Hungary in 1956. Czechoslovakia in 1968. Afghanistan in 1979. Georgia in 2008. Ukrainian Crimea in 2014. Ukrainian Donbas in 2014. Full-scale invasion in 2022. These are not isolated episodes — they are one and the same algorithm, only with different ideological camouflage. Yesterday — ‘defence of socialist conquests’ and ‘international duty’. Today — ‘defence of the Russian-speaking population’ and ‘denazification’. The essence is the same: the empire needs foreign territory, and it takes it by force.
And here is the key paradox: Ukraine, which today opposes this very imperial algorithm, continues to officially honour those who carried out this algorithm. This is not just illogical — it is dangerous. It feeds the very coordinate system in which Russia remains the ‘liberator’ and its wars ‘sacred.’
Critics will say: what about the people? What about the young men who were drafted into the army and thrown into the meat grinder? They are not to blame. They did not choose this war.
Yes, it is a tragedy. A personal tragedy for every family that has lost a son, father or brother. And no one denies the right to grief. But — and this is fundamental — individual tragedy does not make a colonial war just. Sympathy for the victims of the system does not mean honouring the system itself.

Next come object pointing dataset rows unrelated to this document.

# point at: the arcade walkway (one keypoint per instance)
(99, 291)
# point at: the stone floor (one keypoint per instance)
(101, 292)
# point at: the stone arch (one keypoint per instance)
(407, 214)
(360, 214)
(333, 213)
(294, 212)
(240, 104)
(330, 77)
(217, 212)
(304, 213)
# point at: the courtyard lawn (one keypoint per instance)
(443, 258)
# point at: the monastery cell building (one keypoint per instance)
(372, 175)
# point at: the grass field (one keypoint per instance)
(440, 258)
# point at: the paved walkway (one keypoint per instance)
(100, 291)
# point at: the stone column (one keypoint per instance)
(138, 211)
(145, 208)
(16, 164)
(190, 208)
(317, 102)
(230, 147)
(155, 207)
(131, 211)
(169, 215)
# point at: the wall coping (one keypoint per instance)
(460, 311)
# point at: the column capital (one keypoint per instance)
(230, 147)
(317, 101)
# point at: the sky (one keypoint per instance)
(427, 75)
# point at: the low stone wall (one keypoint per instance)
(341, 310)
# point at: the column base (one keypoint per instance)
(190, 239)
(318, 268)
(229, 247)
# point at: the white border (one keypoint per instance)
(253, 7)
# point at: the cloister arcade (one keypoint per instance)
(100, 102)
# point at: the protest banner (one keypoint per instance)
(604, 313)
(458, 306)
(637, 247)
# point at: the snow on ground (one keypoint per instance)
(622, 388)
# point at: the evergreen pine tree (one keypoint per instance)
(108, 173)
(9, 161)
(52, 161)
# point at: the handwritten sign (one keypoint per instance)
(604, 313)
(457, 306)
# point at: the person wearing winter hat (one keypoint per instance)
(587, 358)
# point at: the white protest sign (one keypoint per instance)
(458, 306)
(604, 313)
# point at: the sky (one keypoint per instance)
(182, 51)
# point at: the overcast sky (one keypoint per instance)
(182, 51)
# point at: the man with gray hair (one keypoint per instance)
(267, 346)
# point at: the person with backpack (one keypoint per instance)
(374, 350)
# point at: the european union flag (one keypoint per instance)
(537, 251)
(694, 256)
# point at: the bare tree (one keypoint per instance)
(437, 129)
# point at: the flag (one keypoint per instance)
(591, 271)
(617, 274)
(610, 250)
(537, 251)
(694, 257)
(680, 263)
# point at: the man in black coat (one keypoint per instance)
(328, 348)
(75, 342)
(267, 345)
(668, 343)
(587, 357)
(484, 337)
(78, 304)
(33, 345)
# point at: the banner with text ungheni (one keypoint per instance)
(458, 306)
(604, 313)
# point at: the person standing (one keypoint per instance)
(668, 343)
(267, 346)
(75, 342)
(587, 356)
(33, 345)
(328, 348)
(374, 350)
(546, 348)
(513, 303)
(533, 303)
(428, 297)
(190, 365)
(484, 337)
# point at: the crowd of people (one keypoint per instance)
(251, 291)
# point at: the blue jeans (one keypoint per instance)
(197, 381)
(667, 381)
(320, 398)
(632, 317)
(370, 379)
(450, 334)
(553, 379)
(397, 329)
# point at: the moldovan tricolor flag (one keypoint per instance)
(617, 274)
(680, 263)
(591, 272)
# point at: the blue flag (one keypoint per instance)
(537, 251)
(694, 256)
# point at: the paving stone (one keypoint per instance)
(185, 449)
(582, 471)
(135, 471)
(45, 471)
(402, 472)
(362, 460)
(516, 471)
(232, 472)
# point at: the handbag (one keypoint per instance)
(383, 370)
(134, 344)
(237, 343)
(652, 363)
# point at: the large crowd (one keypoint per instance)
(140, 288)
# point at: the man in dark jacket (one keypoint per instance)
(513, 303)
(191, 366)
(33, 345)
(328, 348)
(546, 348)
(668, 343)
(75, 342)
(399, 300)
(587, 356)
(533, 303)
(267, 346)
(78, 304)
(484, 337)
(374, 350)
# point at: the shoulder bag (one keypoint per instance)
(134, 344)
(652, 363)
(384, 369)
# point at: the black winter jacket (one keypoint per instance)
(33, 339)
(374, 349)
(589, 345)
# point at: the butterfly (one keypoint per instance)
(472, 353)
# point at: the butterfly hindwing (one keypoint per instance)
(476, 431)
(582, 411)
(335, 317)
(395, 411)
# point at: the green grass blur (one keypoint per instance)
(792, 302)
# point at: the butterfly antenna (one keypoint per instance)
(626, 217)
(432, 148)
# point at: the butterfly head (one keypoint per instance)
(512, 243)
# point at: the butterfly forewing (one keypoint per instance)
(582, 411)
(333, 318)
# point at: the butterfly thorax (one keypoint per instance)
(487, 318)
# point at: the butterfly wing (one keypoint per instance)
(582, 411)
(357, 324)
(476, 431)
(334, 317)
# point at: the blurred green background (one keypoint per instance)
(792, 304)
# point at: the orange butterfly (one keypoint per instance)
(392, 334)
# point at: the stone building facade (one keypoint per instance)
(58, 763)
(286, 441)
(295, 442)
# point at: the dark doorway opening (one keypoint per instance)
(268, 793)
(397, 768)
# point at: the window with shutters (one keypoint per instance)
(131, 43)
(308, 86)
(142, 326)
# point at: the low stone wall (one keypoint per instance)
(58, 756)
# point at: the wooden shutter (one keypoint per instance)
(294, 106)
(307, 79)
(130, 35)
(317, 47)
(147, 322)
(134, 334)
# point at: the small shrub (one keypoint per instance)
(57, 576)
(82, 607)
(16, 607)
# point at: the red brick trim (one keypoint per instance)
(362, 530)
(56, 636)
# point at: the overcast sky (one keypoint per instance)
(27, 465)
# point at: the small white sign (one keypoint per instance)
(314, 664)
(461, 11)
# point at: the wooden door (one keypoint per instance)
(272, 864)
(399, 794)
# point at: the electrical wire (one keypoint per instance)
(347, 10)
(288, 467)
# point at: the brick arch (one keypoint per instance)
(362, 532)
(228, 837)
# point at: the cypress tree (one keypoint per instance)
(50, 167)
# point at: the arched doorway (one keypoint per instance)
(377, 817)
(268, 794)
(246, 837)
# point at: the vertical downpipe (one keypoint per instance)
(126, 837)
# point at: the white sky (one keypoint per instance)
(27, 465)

Germany does not celebrate the day the Wehrmacht withdrew from Stalingrad. France does not honour the ‘heroes’ of the Algerian War as national heroes. This does not mean a lack of sympathy for people — it means honesty about the nature of war. Ukraine deserves the same honesty.
To put this day on a par with honouring the liquidators of the Chernobyl disaster — people who sacrificed themselves to save others — is cynical. The liquidators saved lives. The ‘internationalist soldiers’ occupied. There is a gulf between these two categories.
Abolishing this holiday is not a ‘radical step.’ It is basic hygiene for national memory. It is an act of decolonisation, without which the break with imperial Russia will remain incomplete.
As long as Ukraine keeps this day on the calendar, Moscow holds a symbolic rope that ties Ukrainian memory to the Soviet past. This rope must not be untied — it must be cut.
Let’s be clear: the Soviet Union waged a series of colonial wars against Afghanistan from at least 1929 onwards. The Soviet contingent was a colonial foreign corps — no more, no less. Honouring the participants in these wars at the state level is tantamount to supporting the Russian imperial narrative at the expense of Ukrainian taxpayers.
The question ‘why does this day still exist’ is not a question for historians. It is a question for those responsible for the state’s information security. Because every year on 15 February, the Kremlin receives a free gift: Ukraine legitimises the Soviet militaristic myth with its own hands and maintains ties that should have been severed back in 2014.
The year is 2026. It is the third year of full-scale war. It is time to remove the Trojan horses from the Ukrainian calendar.